Physicians are besieged with information overload and a lack of time to see patients. For example, a typical US office-based doctor can spend 7-10 minutes on average per patient, and may see 30 patients per day. In critical settings, such as the ICU, there may be more time spent per patient, but there is a flood of information from multiple sensors, monitors, and ventilators, for example, and often decisions of life-or-death importance must be made within minutes to seconds.
Today's electronic medical records systems present raw information to the doctor, such as a list of individual diagnoses, a list of current medications, and a list of individual lab results. This is wholly insufficient for time-pressed physicians who must read and interpret each individual data point into a mental picture of the state of the patient. This process is fraught with error and is humanly unscalable as the volume of information available for a patient grows without bound.

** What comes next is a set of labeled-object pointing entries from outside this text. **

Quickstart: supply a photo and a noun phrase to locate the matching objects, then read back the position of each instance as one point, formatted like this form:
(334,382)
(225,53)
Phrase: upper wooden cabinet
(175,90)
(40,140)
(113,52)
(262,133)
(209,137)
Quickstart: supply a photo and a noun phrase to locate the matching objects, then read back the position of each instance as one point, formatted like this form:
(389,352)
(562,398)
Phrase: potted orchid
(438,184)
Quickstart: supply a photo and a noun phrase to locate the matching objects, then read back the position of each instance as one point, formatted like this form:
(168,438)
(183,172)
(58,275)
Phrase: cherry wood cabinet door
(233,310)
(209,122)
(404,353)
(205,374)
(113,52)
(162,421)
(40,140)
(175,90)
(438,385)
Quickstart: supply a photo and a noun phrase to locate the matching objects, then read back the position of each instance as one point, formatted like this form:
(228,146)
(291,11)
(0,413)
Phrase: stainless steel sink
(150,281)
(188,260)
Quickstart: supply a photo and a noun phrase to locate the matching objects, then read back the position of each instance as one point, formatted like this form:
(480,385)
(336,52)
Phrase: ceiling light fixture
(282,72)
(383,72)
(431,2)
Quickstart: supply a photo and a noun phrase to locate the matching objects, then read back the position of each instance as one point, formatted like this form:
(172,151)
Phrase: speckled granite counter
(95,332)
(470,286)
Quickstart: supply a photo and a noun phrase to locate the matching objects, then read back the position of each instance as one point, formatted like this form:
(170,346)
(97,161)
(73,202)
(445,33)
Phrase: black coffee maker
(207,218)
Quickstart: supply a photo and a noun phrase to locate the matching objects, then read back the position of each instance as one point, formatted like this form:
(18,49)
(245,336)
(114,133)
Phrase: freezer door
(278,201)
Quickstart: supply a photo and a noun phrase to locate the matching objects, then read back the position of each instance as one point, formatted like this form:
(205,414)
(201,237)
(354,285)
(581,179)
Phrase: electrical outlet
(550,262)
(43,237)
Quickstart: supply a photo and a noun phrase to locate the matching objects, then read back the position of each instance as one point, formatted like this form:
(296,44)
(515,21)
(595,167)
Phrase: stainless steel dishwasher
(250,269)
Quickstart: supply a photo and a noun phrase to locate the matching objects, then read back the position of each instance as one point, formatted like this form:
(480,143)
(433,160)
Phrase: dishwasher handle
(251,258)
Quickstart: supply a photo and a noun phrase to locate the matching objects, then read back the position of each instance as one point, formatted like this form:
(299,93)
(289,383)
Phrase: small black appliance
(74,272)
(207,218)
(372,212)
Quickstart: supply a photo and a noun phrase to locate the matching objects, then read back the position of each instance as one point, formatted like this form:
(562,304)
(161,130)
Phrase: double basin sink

Numbers and words grow exponentially without the ability to cross-correlate or interpret them in a simple, visualizable way that fosters insight into decision making.
Systems exist that provide an anatomical avatar that shows a body part and may have pieces of medical data, such as X-rays, etc. associated with the body part that a doctor/user can access. However, these anatomical avatar systems do not interpret the pieces of medical data nor provide a visual way to assess the state of the patient or the state of a body part/organ system of the patient.
Thus, it is desirable to provide a physiological imagery generating system and method by providing a visualization of the physiology, and it is to this end that the system and method are directed.